Yemen LNG recovers the associated lean gas, before liquefaction and export, while the remainder is re-injected into the reservoirs to boost oil production.
“This enables them to process enough gas for YLNG. Normally they re-inject gas to push the oil out, but now they are reversing the process. YLNG normally gets its feed by splitting the re-inject stream”, says a source close to the company.
“YLNG is producing at nominal rates with all its staff present at all its sites,” says Francois Rafin, YLNG’s general manager director.
However, while this process can be used for a while, “it is risky and in the long term unsustainable, as it reduces the reservoir pressure and is very inefficient”, says a London-based analyst.
The Marib export pipeline runs from fields in Block 18 to the port of Ras Issa on the Red Sea. Most of the sweet light crude produced is exported by state-owned Safer. The revenues are then used to buy heavier crudes, particularly from Iran for the 130,000 b/d Aden refinery.
On 8 June, Saudi Arabia pledged to supply about 3 million barrels of oil to Yemen over June. This would be sent to the Aden refinery. The country consumes about 130,000-160,000 b/d of oil equivalent, with diesel generating much of its power plants and the water pumps, which are crucial to keeping the country active. However, the Marib pipeline was attacked in mid-March, cutting off exports.

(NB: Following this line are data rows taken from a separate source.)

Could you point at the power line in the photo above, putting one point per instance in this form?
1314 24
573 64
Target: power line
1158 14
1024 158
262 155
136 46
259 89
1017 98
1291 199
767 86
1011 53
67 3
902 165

“The attack on the Marib pipeline has cut off this revenue, so they can’t afford the oil for Aden, and the central bank is not willing to kill its [foreign currency] reserves to stump up the difference”, says the source.
“The central Bank Governor is down to his last $2bn and refuses to play ball,” says a source in Yemen.
With letters of credit only being provided for crucial food supplies, traders are asking the government to pay in cash, which it is unable to do. The result has been a build up of more than 70,000 barrels of refined products at Aden, waiting to be offloaded pending pending payment.
According to the UK’s BP, Yemen produced 287,000 b/d of oil in 2010. While other producing fields are reported to be running at low rates, they are not connected to any domestic refineries, so will not provide any relief.